Bedeutung der therapeutischen Zielstruktur EpCAM (CD326) für die Progression von Ösophaguskarzinomen

Introduction. EpCAM is an epithelial homophilic cell adhesion molecule that is de novo expressed in esophageal cancer. It is considered as one of the best-characterised tumour-related antigens and is an important target for molecular cancer therapies. However, the function of EpCAM in tumour progression is still poorly understood. Because esophageal cancer (ECA) is highly metastatic, we have tested in cell-based experiments whether EpCAM contributes to this aggressive phenotype. Material and Methods. We used a cohort of 7 human ECA cell lines (4 squamous cell carcinoma and 3 adenocarcinoma cell lines) that express EpCAM at different levels and which served us as a model system. To measure the potential effects of the loss of EpCAM expression, we used a lentiviral pGIPZ shRNAmir system with two different sh-RNAs directed against EpCAM and one control shRNA vector. The EpCAM-suppression of the transduced cells was tested by quantitative RT-PCR and Western blot. Cell lines with an 80 % reduction of EpCAM expression were further analysed. We used the »Fence-assay« to investigate the migration.
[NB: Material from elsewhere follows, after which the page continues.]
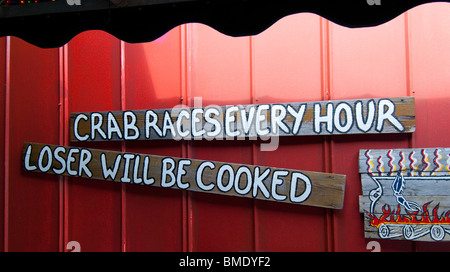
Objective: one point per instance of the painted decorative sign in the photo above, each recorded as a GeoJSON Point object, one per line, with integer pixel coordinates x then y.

The tumour cell invasion was assessed with a commercially available Matrigel-coated Transwell system. Results. The migration of EpCAMshRNA- transduced squamous cell carcinoma cells was reduced by 30–50 % compared to tumour cells transduced with the control vector. A 3–4 % reduction of the invasion was observed. Both, the reduction in migration and invasion was statistically significant. Conclusion. Our data indicate a relevance of EpCAM in the progression of ECA. In view of the absence of effective systemic therapies for ECA, EpCAM appears to be an extremely attractive therapeutic target for adjuvant therapies. Therefore, our cell-based findings of EpCAM function are also of clinical relevance.